Any sense of adventure their young men had felt at the outbreak of war in Europe would long ago have given way to the horror of daily casualty lists in their newspapers. The sight of men who had returned as invalids, often shell-shocked, and the telegrams that families feared to receive.

The war that many thought would be over by Christmas, 1914, was not going well for Britain and its allies by 1916. Their attempt to force the Dardanelles had failed and it was now clear there was no way around the direct confrontation with Germany on the Western Front.

All countries involved would have been heartily sick of the war by 1916, hardly remembering why it started, but there was no end in sight. And no strategy for winning except to keep sending men into the line of fire and hope the other side ran out of men, or morale. By 1916, some places were running out of volunteers. In January, Britain introduced national conscription for the first time in its history. New Zealand followed suit in August that year.

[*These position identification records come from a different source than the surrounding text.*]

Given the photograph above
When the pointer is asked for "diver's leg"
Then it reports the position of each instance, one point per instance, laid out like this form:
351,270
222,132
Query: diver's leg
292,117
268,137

The subject of conscription would have been under intense discussion on that first Anzac Day. The New Zealand Division in France needed 2000 men a month. When the Military Service Act 1916 was passed it divided the eligible male population into two categories: the first comprised all single men, including those with dependents, the second category was for married men classified by the dependents. Those with the fewest children were called up first.

If a province could not fill its monthly quota from volunteers, a ballot had to be held for conscripts. Young New Zealanders continued to volunteer in such numbers that no ballots in the married category were needed until October 1917 and by the end of the war nobody with more than two children had been called up. Conscription was supported by all political parties except Labour, which marks the centenary of its own beginning this year. By World War II, when Labour was in power, conscription had become the norm and compulsory military training in New Zealand continued in peacetime until 1972.

Honouring the spirit of national service today, we make no distinction between those who volunteered and those who waited for the call. Nor can later generations pass any judgment on those who refused conscription in World War I on grounds of conscience, or those who handed out "white feathers" to men they thought were shirking their duty. We can only be grateful that few alive today have had to face the tensions and terrors of a nation at war.

The centenary of the Great War is not yet halfway through and already we have probably read enough of it, just like those who were living through it. But they could not simply put the subject aside and get on with life. They did not know when it would end, or how it would end. Theirs was an ordeal we must never forget.